Post-Secondary Instructors’ Approaches to the Assessment of Online Discussions: Influential Factors, Obstacles, and Solutions to the Challenges
Type of DegreePhD Dissertation
DepartmentEducation Foundation, Leadership, and Technology
MetadataShow full item record
This study examines the factors, challenges, and solutions to the challenges to assessing online discussions. Online learning continues to become more and more prevalent. Entire degrees are now being offered online. One perceived drawback to online learning is lack of interaction. Online discussions are utilized to provide interaction between students and students and instructors.

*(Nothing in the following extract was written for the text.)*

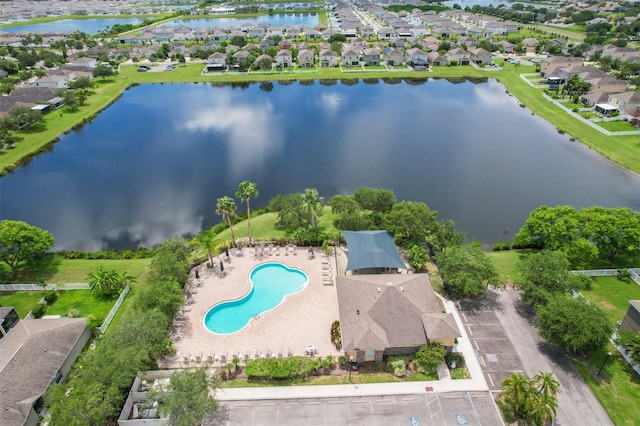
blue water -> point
(270, 284)
(88, 26)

The researcher-developed survey instrument was administered to post-secondary instructors via Qualtrics. The study consisted of 108 respondents from two universities, Auburn University and Arkansas Tech University. Participants were surveyed on their purposes for requiring online discussions, challenges that they face in assessing online discussions, and solutions they can provide that could make assessing online discussions an easier process. The factors and challenges in assessing online discussions were analyzed using multinomial logistic regressions to see if they predict how instructors assess online discussions. Analysis of the data revealed one statistically significant multinomial logistic regression, specifically, the degree to which instructors hold higher-order thinking to be a main purpose of why they require students to participate in online discussions, as a predictor of how instructors assess online discussions. However, other factors as well as challenges to assessing online discussions were not predictive of how instructors assess online discussions. Solutions were provided by instructors to make assessing online discussions an easier process. The results of the study provide insight into how online discussions are assessed, the factors and challenges involved, and how to make assessing online discussions an easier process.